007
○同・対局場・夕
決勝戦第七局。
成香「宜しくお願いします」
挨拶と共に、先手LANCEの7六歩で対局が始まる。
後手SYG将棋、8四歩。
× × ×
後手SYG将棋、7七角成。
先手LANCE、7七同じく銀。
後手SYG将棋、2二銀。
先手LANCE、7八金。
○同・大盤解説場・夕
雨彦「先手7八金ですね」
雨彦、駒を動かす。
綾乃「これは、角換わり腰掛け銀ですかね」
雨彦「近いようで、少し違う形ではありますね」
綾乃「ここで、後手3三銀ですね。昨日の相矢倉とは違った、面白い局面になって来ましたね」
雨彦「そうですね。ここからどう攻めていくんでしょうかね、楽しみですね」
○同・対局場・夕
四人は、パソコンのモニターを見守る。
彰「際どそうだな」
敏行「形勢評価グラフも微妙だな」
一与「それだけ良い対局ってことね」
成香「はい、展開次第ではまだまだ分かりません」
× × ×
手は進み、終盤へと入る。
後手SYG将棋、1八飛車。
先手LANCE、3二と金。
後手SYG将棋、3二同じく玉。
先手LANCE、5二銀。
成香は、5二銀に思わず目を大きく見開いた。
○同・大盤解説場・夕
観客「うおおおおおおおおおおおおおおおお」
一気に湧き上がる大盤解説会場。
この妙手に思わず、雨彦と綾乃も声を漏らす。
○同・対局場・夕
彰「うおっ、なんだ?」
敏行「どうした」
対局場に居た者たち全員が、別室のその
歓声に思わず身を震わせる。
一与「最善の一手だわ」
○同・大盤解説場・夕
雨彦「これは、コンピューターとは思えない凄い手を指してきましたね。
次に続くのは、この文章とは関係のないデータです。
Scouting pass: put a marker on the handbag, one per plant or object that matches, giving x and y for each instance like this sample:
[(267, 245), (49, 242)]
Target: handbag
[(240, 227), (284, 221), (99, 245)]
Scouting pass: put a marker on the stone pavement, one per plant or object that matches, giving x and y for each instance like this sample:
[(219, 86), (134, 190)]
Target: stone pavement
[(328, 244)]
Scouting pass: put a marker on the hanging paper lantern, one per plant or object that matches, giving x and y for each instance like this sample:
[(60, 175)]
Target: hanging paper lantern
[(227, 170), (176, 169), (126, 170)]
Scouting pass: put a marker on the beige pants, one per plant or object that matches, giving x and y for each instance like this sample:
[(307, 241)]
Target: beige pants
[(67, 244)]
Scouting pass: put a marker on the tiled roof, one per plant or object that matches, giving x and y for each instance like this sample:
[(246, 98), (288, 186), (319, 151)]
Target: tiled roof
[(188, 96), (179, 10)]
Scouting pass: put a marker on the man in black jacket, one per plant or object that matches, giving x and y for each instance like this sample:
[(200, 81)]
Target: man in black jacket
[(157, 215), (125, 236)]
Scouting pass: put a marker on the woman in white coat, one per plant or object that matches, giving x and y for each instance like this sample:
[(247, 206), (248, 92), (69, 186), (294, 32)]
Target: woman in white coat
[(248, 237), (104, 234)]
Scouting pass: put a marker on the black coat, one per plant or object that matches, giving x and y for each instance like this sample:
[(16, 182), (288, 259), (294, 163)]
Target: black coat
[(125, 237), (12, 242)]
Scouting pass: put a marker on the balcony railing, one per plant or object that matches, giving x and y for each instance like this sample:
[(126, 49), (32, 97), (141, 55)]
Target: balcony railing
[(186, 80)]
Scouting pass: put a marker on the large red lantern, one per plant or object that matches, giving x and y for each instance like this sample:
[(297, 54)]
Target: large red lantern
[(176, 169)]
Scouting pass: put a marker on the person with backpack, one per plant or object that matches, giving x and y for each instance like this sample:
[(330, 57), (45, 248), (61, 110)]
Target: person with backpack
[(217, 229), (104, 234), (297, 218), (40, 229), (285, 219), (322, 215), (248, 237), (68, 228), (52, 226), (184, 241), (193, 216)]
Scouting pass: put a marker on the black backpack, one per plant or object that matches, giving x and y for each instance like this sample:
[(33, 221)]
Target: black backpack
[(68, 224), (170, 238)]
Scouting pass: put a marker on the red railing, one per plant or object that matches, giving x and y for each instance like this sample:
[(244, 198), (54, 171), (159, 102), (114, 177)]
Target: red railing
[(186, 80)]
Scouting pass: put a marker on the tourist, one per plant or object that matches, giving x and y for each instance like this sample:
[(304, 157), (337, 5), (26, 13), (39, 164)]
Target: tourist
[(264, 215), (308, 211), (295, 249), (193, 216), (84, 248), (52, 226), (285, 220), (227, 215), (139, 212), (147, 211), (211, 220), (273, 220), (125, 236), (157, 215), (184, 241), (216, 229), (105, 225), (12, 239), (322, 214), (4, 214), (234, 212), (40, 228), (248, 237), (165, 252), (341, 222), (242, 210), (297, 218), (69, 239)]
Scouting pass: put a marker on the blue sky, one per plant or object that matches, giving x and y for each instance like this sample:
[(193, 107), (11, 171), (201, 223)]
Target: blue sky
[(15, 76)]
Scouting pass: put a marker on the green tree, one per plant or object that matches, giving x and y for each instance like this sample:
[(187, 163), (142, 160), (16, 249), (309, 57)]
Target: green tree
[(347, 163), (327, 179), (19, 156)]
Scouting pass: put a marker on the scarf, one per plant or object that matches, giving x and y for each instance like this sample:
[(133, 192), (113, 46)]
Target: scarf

こんな手、私では気付きもしませんでした」
綾乃「私もです」
雨彦、綾乃共に驚きを隠せない。
綾乃「ここで、後手4二玉。銀に付けてきましたね。ここは、銀を成って金を取りにいくんですかね」
雨彦「先手6一銀成らずですね。いや、しかしこれはもう詰みますね。あの5二銀が誰の目に見ても素晴らし過ぎて、解説の必要すら無いですね」
綾乃「そうですね。私、まだ鳥肌立ってますからね」
笑いながら話す雨彦と綾乃。
○同・対局場・夕
先手LANCE、3二金。
詰みで勝利とモニターに表示される。
成香「……やった」
小さな声で呟く。
彰「……やった」
敏行「……やった」
一与「……やったわ」
成香に続く様にして、呟く様に言う。
そして、爆発するかの様に喜ぶ。
一同「やったああああああああああ!」
思わず、涙を溢す四人。
会場からは、激闘を讃える温かい拍手が鳴り止まない。